Ce qui est passionnant chez Hahn et Messager, c’est qu’ils prouvent que l’opérette n’est pas seulement un type de spectacle populaire, un peu marginalisé, mais un lieu de rencontre pour toutes les formes d’art et de civilisation d’une époque. Quand on parle de Hahn, on pense à Proust, Verlaine, Mallarmé qui étaient ses amis, on pense aux grands peintres qu’il a connus; et aussi à Marie Dubas, Arletty et Yvonne Printemps avec lesquelles il a travaillé.

– En conclusion?

– Pour moi, l’opérette n’est pas un spectacle de « seconde catégorie ». Le but de mon livre est de démontrer pourquoi un certain divertissement musical, au cœur de la vie parisienne pendant un siècle, facile à première vue, a intéressé tous les artistes de l’époque qu’il couvre: pourquoi on rencontre dans l’opérette aussi bien Verlaine que Chabrier, Alfred Jarry que Claude Terrasse qui ont écrit ensemble Pantagruel.
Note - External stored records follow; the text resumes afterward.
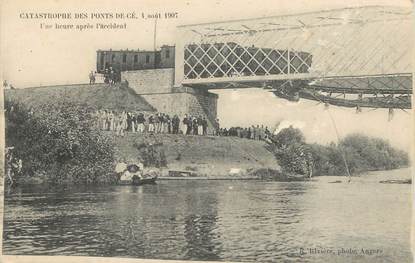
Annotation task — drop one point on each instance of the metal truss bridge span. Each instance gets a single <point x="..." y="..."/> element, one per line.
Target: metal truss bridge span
<point x="351" y="57"/>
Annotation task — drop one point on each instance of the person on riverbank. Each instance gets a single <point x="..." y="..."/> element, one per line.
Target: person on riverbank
<point x="140" y="122"/>
<point x="91" y="77"/>
<point x="175" y="124"/>
<point x="187" y="121"/>
<point x="204" y="126"/>
<point x="195" y="126"/>
<point x="151" y="126"/>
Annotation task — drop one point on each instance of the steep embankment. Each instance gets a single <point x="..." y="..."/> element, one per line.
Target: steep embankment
<point x="97" y="96"/>
<point x="205" y="155"/>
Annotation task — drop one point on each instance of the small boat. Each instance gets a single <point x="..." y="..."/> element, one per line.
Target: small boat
<point x="146" y="180"/>
<point x="133" y="176"/>
<point x="403" y="181"/>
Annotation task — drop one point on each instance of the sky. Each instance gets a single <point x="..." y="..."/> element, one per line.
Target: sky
<point x="32" y="56"/>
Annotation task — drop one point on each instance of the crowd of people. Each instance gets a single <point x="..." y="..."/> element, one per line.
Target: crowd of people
<point x="120" y="123"/>
<point x="124" y="121"/>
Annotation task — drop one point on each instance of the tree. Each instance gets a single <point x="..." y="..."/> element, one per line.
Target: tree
<point x="59" y="142"/>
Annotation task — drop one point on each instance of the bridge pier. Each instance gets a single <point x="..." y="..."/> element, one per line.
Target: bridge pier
<point x="156" y="86"/>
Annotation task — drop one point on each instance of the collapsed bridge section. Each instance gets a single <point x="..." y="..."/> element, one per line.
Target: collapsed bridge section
<point x="350" y="57"/>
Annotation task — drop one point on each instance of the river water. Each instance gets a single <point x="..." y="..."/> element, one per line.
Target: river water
<point x="216" y="220"/>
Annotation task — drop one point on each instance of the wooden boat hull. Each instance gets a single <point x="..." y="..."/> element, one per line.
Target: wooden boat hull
<point x="138" y="181"/>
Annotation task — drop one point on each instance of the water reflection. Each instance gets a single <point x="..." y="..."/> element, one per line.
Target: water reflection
<point x="208" y="220"/>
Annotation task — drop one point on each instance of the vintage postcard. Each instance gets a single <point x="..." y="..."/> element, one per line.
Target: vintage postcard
<point x="226" y="131"/>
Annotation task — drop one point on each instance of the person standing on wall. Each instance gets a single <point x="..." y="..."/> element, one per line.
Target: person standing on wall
<point x="204" y="126"/>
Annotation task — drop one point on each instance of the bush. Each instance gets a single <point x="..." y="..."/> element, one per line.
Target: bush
<point x="61" y="142"/>
<point x="361" y="152"/>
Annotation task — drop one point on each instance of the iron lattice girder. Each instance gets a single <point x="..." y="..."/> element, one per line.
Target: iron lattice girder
<point x="361" y="41"/>
<point x="230" y="60"/>
<point x="397" y="84"/>
<point x="388" y="102"/>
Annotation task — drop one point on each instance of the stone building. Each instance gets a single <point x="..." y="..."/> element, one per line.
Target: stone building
<point x="151" y="75"/>
<point x="122" y="60"/>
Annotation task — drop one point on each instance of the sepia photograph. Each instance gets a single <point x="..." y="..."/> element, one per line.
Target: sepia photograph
<point x="225" y="131"/>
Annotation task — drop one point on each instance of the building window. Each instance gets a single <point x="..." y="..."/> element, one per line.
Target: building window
<point x="102" y="60"/>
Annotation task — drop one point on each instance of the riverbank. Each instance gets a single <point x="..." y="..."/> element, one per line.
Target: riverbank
<point x="204" y="156"/>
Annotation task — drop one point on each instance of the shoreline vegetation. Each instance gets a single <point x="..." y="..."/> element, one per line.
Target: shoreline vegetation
<point x="59" y="144"/>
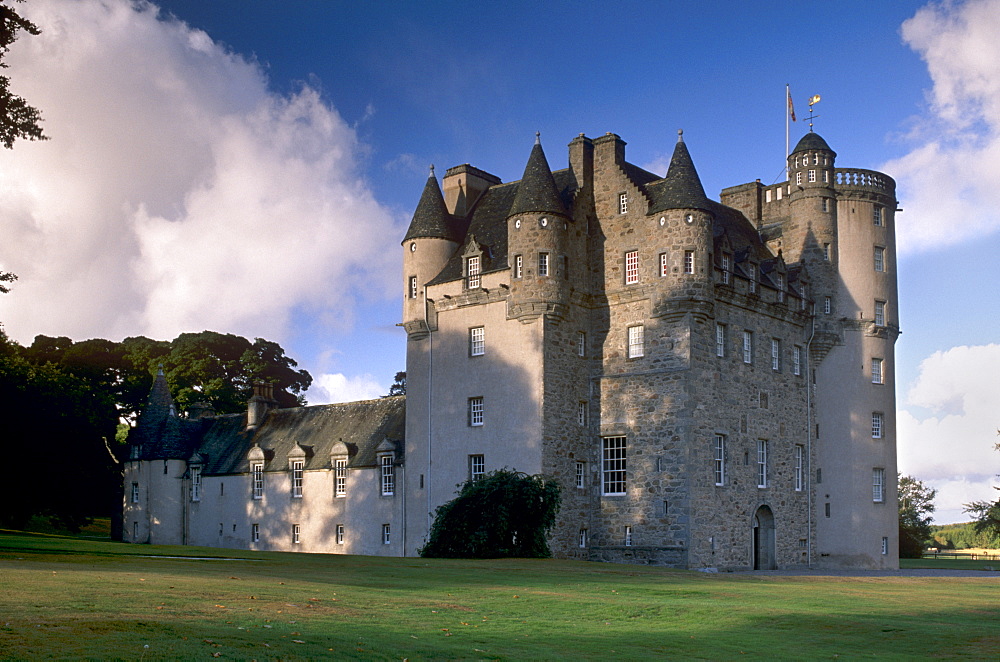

Je me suis passionné parce que c’est un combat difficile que de réhabiliter l’opérette. Je me souviens de dîners mondains au cours desquels je m’amusais à parler d’opérette. Je voyais quelques regards moqueurs ou sceptiques autour de moi. Je faisait alors découvrir aux convives un morceau susceptible de leur faire connaître un aspect de l’opérette qu’ils étaient loin d’imaginer…
Il faut se battre contre les idées reçues, contre les clichés. C’est ce qui m’a toujours passionné.